2022 young adult mystery novel by Karen M. McManus

Nothing More To Tell is a 2022 young adult mystery novel by American author Karen M. McManus. In the novel, 17-year-old Brynn Gallagher investigates a cold case regarding the murder of her eighth-grade English teacher.

== Plot ==
Nothing More to Tell follows high school senior Brynn Gallagher, who has recently relocated to Sturgis, Massachusetts after her family had moved away from the town four years earlier. Brynn, desperate for something to go her away after being fired from her school's newspaper and being waitlisted for her top university, applies for an internship with a popular true crime podcast, Motive. During her interview, she brings up an unsolved case from her own life: the murder of her eighth grade English teacher, William Larkin. Larkin's body was found behind the Saint Ambrose prep school by three students, rich kids Shane, Charlotte, and Tripp, Brynn's former best friend. Despite evidence suggesting the students may have been involved, they were never investigated, and the perpetrator was never found. Now that Brynn is a student at Saint Ambrose again and an intern with Motive, she investigates the murder herself.

== Style ==
Nothing More to Tell shifts perspectives between Brynn Gallagher in the present day and Tripp Talbot, sometimes four years earlier.

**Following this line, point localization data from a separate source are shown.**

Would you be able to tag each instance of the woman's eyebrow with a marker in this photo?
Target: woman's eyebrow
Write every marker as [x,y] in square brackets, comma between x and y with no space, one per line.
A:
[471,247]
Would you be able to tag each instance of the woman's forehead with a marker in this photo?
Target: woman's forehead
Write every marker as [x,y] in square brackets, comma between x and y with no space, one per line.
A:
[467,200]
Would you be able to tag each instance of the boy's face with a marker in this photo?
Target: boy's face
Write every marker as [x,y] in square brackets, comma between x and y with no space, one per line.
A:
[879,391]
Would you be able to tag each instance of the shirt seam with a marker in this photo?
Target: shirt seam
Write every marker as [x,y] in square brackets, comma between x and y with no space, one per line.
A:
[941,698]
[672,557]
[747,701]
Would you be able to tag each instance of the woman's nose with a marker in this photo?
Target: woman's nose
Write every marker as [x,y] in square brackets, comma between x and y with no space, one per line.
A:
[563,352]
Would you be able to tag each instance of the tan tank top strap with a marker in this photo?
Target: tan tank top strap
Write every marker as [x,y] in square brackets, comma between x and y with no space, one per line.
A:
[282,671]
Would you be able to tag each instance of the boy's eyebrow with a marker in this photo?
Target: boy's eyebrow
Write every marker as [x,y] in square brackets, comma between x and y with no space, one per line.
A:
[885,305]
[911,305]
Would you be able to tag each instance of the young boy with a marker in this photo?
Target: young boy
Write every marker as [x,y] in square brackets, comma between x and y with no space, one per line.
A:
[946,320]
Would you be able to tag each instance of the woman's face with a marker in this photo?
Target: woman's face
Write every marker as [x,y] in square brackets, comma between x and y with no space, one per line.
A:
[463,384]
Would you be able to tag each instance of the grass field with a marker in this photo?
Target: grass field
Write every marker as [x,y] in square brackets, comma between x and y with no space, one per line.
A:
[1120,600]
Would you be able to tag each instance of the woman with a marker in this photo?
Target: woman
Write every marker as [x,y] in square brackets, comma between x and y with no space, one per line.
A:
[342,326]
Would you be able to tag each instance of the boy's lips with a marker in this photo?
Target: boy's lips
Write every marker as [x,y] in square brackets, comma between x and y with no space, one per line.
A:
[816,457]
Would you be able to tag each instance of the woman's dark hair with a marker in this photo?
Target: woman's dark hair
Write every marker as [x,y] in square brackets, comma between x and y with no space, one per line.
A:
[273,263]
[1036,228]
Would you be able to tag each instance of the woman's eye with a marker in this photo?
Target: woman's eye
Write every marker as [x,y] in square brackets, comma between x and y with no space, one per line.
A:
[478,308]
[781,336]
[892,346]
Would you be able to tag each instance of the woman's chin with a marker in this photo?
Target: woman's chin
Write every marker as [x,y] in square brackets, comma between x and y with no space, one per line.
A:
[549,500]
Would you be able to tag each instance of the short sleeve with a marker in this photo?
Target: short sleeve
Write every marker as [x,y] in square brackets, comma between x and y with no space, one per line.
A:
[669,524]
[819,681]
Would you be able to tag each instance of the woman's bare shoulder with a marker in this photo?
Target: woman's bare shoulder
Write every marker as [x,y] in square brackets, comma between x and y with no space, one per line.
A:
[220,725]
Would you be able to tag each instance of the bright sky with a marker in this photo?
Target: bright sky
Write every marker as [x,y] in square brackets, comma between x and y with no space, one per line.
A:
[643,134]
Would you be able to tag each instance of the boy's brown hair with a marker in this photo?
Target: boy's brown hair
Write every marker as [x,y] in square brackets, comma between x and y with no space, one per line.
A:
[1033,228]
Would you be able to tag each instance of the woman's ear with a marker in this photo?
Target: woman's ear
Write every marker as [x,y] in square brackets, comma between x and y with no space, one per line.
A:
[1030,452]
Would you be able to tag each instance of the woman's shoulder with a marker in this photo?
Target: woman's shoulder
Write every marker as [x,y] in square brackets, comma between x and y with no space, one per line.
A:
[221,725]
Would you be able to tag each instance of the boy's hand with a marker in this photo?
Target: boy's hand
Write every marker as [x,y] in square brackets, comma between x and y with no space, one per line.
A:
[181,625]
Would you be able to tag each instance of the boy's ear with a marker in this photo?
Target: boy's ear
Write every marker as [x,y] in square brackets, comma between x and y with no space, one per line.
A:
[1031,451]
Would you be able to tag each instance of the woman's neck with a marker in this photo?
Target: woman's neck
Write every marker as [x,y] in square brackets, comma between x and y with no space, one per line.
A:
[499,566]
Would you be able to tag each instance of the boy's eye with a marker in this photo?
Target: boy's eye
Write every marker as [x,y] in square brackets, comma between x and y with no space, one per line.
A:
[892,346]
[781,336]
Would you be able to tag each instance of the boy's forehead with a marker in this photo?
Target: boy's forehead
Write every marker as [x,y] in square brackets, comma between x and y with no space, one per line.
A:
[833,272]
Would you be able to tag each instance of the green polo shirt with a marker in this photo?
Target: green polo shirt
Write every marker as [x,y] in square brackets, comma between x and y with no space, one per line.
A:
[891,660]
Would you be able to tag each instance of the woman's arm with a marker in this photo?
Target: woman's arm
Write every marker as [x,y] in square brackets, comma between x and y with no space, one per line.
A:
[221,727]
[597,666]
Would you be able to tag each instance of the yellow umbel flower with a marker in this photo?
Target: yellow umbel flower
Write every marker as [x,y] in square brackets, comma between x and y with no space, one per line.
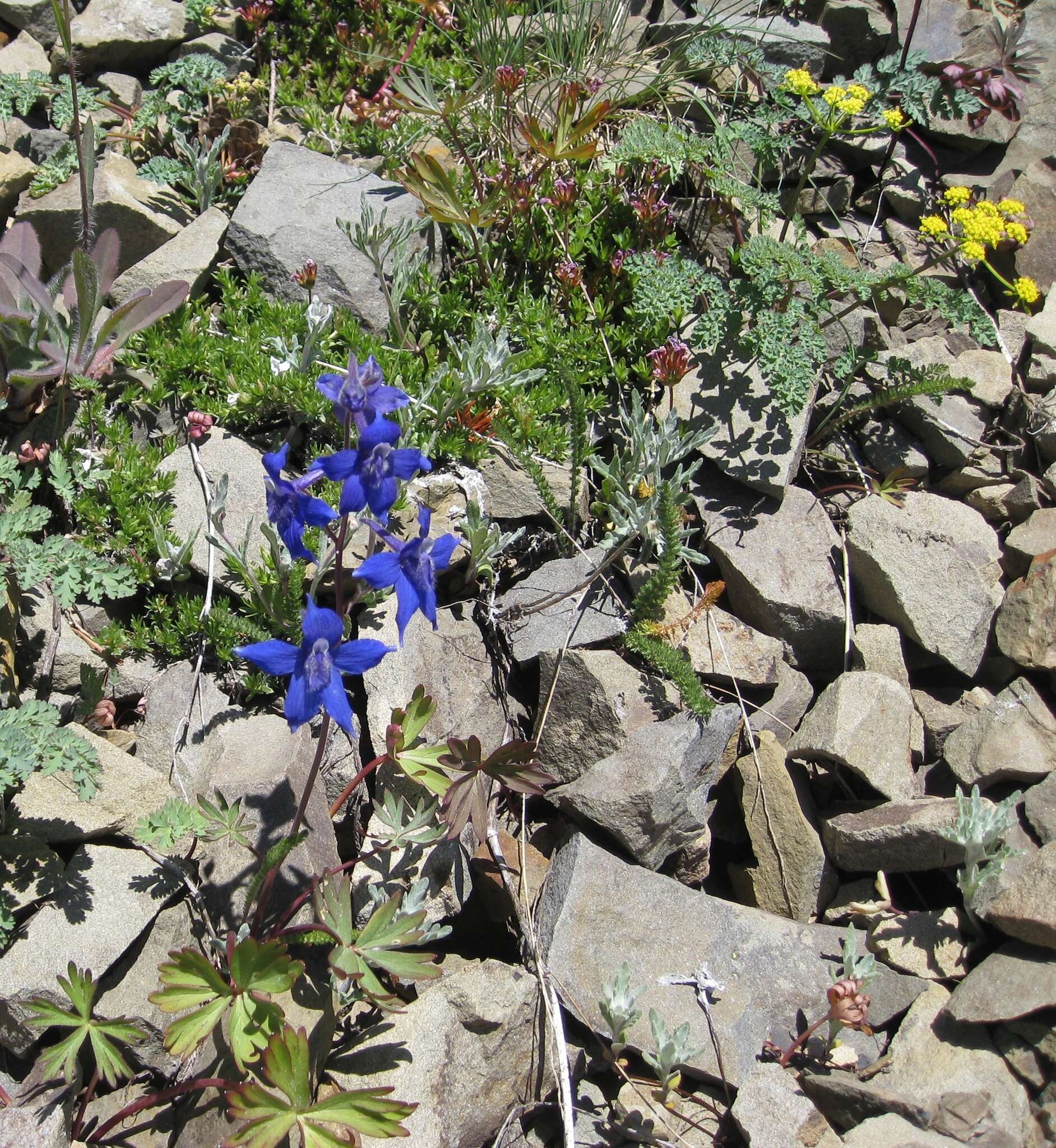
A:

Publishers Weekly found that the "emotionally complex alternating first-person accounts enrich character while imparting immediacy and drive". Kharissa Khenner, writing for Shelf Awareness, similarly noted that the "dual points of view builds character, suspense and tone".

== Reception ==
Nothing More to Tell is a Junior Library Guild book, and a New York Times Best Seller. It was well received by critics, including starred reviews from Kirkus Reviews, Publishers Weekly, School Library Journal, and Shelf Awareness.

Reviewers often discussed McManus's skill as a mystery writer, with Kirkus Reviews and Publishers Weekly called Nothing More to Tell McManus's best mystery novel to date. Publishers Weekly highlighted how "the central whodunit spirals into myriad tertiary puzzles, making for a serpentine read rife with convincing red herrings and ground-shifting reveals". Booklist's Maggie Reagan additionally discussed McManus's "signature blend of high-stakes high-school drama and murderous twists readers won’t see coming".

In 2022, Kirkus Reviews named Nothing More to Tell one of the best books of the year, and it was nominated for the Goodreads Choice Award for Best Young Adult Fiction. The following year, the Young Adult Library Services Association included it on their list of the Best Fiction for Young Adults.